The Senate is set to launch a debate on Wednesday for legislation establishing a federal oversight board that would be in charge of restructuring the U.S. territory's debt where one out of every three dollars it earns in revenue is used to pay creditors, according to the U.S. Treasury.
"We're not going to let Puerto Rico go off the cliff here. It's too important," said Republican Senator Marco Rubio of Florida.
The measure is identical to the plan passed by the House of Representatives earlier this month, as Congress tries to send it to President Barack Obama to sign into law by July 1. That is when Puerto Rico faces a potential default on a chunk of its debt if it cannot make a $1.9 billion payment.
As early as Wednesday, the Senate could cast a procedural vote on the bill that, if successful, would clear the measure for passage this week. Senate Majority Leader Mitch McConnell also took steps to limit amendments that can be offered to the bill.
Some Democrats have complained about the makeup and operation of the oversight board that would be appointed by Washington as well as provisions demanded by House Republicans that potentially could lower minimum wages for some younger workers.

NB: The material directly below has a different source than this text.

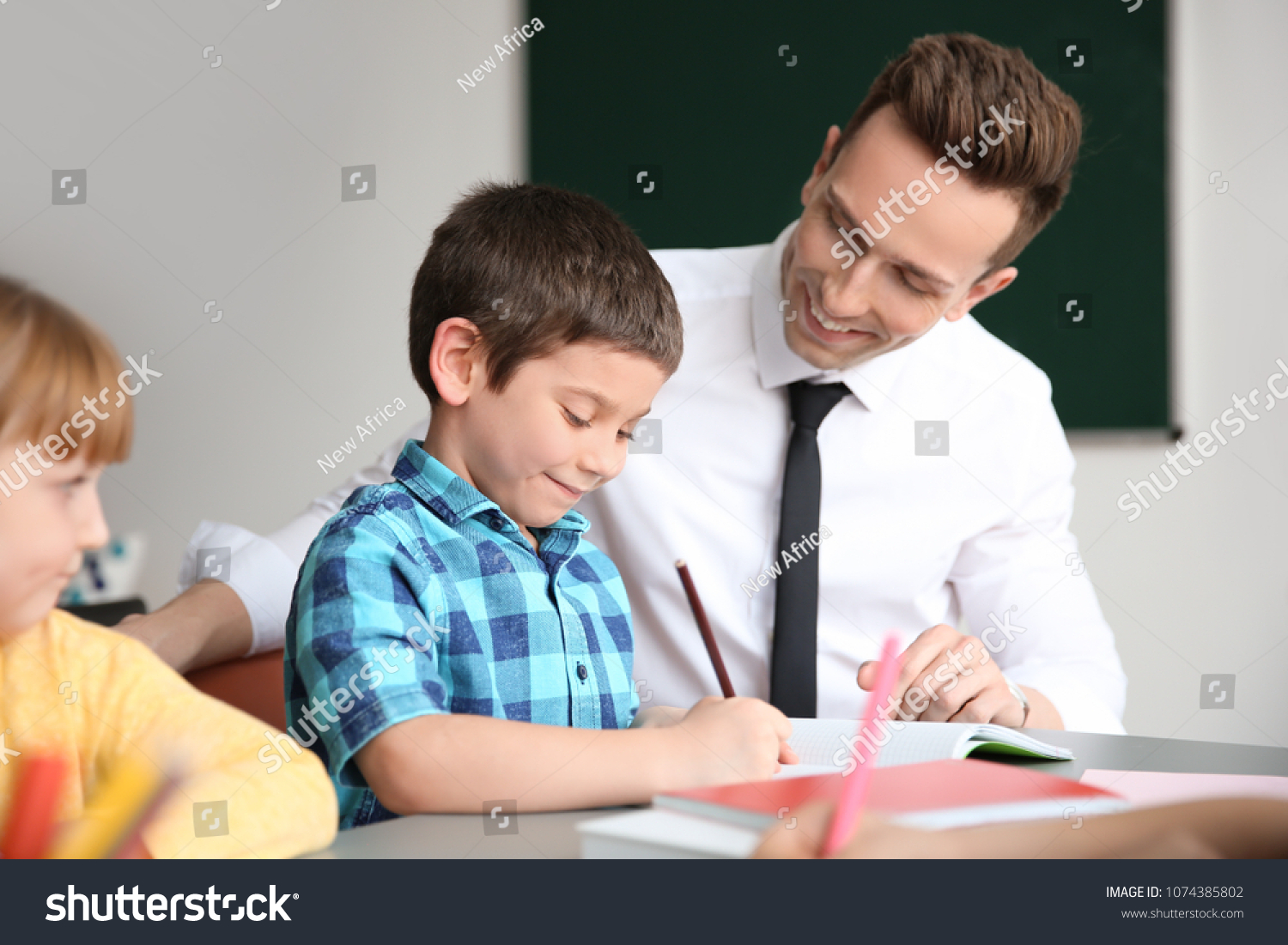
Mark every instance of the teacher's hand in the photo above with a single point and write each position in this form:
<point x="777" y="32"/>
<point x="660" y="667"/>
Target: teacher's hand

"Something needs to be done. We would really love some amendments on key issues like the composition of the board, the procedures for taking Puerto Rico into the bankruptcy court, and then especially, the labor provisions on overtime and minimum wage," Democratic Senator Tim Kaine of Virginia told reporters.
But any amendments would delay Congress' work on the bill and make it impossible to get to Obama before July 1, as the House of Representatives would have to sign off and it is in recess until July 5, after the Independence Day holiday weekend.

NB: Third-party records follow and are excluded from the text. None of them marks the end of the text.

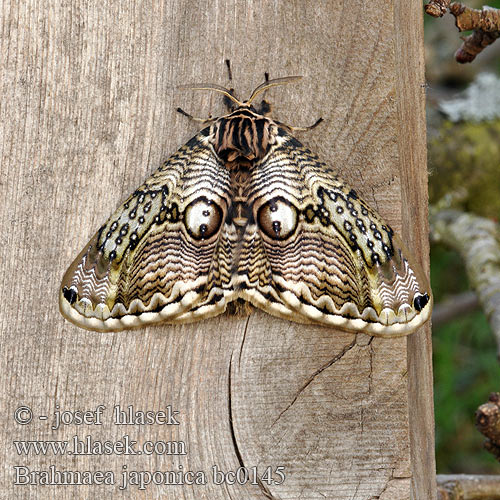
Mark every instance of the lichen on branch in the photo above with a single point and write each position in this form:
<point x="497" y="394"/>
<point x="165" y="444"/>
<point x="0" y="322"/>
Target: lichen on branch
<point x="485" y="24"/>
<point x="477" y="239"/>
<point x="437" y="8"/>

U.S. Treasury Secretary Jack Lew reiterated his call for the Senate to pass the bill on Monday, saying if nothing is done by the Friday deadline, the debt crisis will only ratchet higher.
Puerto Rico is reeling from a 45 percent poverty rate, a steady flow of outward migration to the U.S. mainland that further shrinks its tax base and the shuttering of essential services.

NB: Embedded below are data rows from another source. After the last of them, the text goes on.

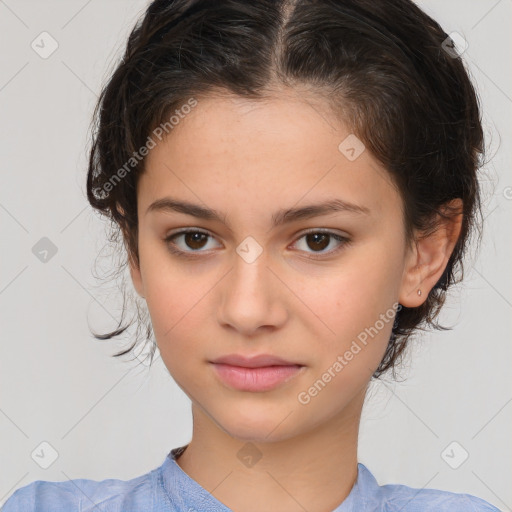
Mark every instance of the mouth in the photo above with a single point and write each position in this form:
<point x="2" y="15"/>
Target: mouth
<point x="255" y="374"/>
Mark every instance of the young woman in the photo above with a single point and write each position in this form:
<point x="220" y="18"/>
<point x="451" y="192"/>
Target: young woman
<point x="295" y="184"/>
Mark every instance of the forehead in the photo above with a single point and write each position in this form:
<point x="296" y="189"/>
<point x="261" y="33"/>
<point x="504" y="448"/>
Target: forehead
<point x="260" y="155"/>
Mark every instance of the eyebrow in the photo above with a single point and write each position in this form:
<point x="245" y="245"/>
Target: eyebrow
<point x="283" y="216"/>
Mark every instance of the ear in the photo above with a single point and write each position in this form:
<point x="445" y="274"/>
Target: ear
<point x="428" y="257"/>
<point x="136" y="278"/>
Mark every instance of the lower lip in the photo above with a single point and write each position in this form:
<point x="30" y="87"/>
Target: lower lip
<point x="264" y="378"/>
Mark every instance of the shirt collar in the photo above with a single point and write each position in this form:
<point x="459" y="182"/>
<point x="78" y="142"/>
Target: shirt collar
<point x="185" y="493"/>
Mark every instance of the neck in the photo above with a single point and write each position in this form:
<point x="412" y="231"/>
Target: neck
<point x="313" y="471"/>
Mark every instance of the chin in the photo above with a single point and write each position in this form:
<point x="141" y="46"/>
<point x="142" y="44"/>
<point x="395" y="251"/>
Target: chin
<point x="256" y="424"/>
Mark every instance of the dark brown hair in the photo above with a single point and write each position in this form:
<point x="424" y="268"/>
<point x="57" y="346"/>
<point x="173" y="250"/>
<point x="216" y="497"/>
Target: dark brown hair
<point x="383" y="66"/>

If Congress does not pass the "Puerto Rico Oversight, Management and Economic Stability Act," or PROMESA, before July 1, the island could default on all or part of the debt payment, including General Obligation bonds that are senior to all credits.
"The Senate should take up the matter immediately," Lew said in a letter to McConnell. "Delay will only jeopardize the ability of Congress to conclude its work before July 1, a critical deadline Puerto Rico's leadership has publicly highlighted for months."
While Puerto Ricans want some sort of relief from the debt their government is saddled with, many of the 3.5 million residents, who are U.S. citizens, nonetheless worry that the proposed seven-member oversight board will trample on San Juan's self-governing rights.
"The bill is not perfect. I do not like the board. I do not like that it doesn't add a mechanism to make our economy grow, but what is the alternative right now? That is why I call on the Senate to vote for this bill," Puerto Rican Governor Alejandro Garcia Padilla said during a panel discussion last week in Washington.
Without PROMESA, an existing trickle of lawsuits could turn into a flood.
In April when there was little sign of congressional action, Puerto Rico's legislature passed a local debt moratorium law giving Garcia Padilla the authority to withhold debt payments.
Investors on June 21 filed a lawsuit in U.S. federal court calling the Puerto Rico Emergency Moratorium and Rehabilitation Act illegal.
"We are at the mercy of the judge," Garcia Padilla said during the panel discussion.
PROMESA, if signed into law, puts an immediate stay, or hold, on any future lawsuits and is retroactive to December 2015. The stay remains in effect until the debt has been restructured to a sustainable level with the goal being an orderly restructuring an sustainable amount of debt.